Benchmarking Checkpoint-based Fault Tolerance Algorithms in Stateful Stream Processing

More Info
expand_more

Abstract

Major advances in the fault tolerance of distributed stream processing systems provided the systems with the capacity to produce strictly consistent results under failures. Consistent fault tolerance has been one of the catalysts fueling the maturity of streaming systems and boosting their widespread adoption not only for analytics use cases, but also as a platform for running applications, such as microservices and stateful functions. The most common fault tolerance strategy that many modern streaming systems adopt is an adaptation of Chandy-Lamport's distributed snapshots protocol that is based on global coordinated checkpoints. Given the importance of fault tolerance and the impact of coordinated checkpoints in the stream processing space, it is surprising that no other fault tolerance algorithm has been considered as an alternative. In this paper we bring together and benchmark three seminal fault tolerance algorithms from the distributed systems literature: the coordinated, uncoordinated, and communication-induced checkpoint algorithms. We evaluate their behavior in terms of runtime performance and failure recovery on a variety of streaming workloads including pipeline, scatter-gather, and cyclical topologies.
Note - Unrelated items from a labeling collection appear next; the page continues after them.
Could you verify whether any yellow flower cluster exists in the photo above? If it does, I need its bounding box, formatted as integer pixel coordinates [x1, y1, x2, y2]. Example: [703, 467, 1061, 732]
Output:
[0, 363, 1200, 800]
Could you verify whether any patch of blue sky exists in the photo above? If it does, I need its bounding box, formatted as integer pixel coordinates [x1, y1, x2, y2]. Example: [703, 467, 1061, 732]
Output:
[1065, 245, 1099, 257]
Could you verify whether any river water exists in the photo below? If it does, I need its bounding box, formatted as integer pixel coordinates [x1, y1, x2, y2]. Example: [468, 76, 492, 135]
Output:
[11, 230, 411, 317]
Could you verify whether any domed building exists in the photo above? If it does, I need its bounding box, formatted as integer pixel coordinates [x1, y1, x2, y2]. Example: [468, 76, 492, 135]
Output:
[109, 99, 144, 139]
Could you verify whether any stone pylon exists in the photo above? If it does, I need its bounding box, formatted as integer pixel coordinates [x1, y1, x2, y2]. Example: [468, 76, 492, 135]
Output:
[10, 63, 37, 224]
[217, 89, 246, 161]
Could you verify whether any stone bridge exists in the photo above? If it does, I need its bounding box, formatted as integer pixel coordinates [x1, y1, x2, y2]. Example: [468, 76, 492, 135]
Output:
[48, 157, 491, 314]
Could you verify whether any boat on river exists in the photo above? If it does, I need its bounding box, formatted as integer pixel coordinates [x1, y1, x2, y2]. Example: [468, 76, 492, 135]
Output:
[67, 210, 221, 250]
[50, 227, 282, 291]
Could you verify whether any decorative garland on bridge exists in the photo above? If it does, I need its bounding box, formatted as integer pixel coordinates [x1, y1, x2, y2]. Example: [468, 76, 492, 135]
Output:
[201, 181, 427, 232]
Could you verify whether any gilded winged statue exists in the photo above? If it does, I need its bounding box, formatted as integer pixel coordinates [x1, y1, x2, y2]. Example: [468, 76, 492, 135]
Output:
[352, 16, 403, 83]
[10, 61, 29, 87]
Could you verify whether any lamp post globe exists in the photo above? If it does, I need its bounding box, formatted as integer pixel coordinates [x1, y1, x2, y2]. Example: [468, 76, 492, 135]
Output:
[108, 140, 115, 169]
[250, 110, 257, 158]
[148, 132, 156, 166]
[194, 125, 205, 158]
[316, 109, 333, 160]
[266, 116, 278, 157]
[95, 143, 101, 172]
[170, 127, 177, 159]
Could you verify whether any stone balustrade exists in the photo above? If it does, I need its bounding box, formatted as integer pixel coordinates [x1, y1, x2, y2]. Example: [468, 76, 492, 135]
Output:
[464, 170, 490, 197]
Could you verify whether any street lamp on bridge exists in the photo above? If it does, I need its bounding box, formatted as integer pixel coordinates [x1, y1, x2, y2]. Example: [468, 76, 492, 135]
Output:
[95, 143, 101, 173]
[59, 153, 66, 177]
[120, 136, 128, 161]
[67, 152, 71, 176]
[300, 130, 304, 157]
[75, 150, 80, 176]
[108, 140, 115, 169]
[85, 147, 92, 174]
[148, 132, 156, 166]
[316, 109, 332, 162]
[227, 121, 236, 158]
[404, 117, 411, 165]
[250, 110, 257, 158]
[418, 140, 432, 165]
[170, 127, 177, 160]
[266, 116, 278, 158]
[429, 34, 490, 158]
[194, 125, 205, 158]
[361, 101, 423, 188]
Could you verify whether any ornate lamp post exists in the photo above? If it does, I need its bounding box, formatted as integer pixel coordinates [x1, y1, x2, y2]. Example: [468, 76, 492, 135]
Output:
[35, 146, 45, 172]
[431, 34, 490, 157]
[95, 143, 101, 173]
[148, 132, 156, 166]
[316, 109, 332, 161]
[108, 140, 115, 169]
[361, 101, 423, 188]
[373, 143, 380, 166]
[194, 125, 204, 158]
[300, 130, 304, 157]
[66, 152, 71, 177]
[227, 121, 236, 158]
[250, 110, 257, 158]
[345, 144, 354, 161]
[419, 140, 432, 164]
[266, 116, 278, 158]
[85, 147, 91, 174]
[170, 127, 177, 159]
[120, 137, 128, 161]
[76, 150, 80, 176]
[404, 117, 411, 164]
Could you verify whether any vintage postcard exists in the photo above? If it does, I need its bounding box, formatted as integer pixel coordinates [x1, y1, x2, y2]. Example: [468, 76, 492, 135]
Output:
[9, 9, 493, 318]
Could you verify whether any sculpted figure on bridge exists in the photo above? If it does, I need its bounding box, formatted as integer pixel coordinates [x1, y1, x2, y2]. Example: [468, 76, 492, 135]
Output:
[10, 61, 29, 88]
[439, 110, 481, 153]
We benchmark the algorithms on a novel streaming system, FERDiS, built from scratch as an extensible benchmarking framework. The experiment results show that the coordinated approach that state of the art streaming systems adopt is in many cases optimal, but with some exceptions where it is outperformed in both runtime performance and failure recovery by the uncoordinated and communication-induced algorithms. The cause of the differences in performance, both at runtime and during recovery, was found to be strongly related to the characteristics of the input stream(s) and the query graph. On the tested cyclic topology, the coordinated checkpointing algorithm could not be applied as by its design it will deadlock on such query graphs. The natural cycle support of the uncoordinated and communication -induced proved advantageous here and we observed high susceptibility to the unbounded domino effect of the uncoordinated algorithm which the communication-induced was not affected by, indicating the unsuitability of uncoordinated checkpointing in cyclic stream processing.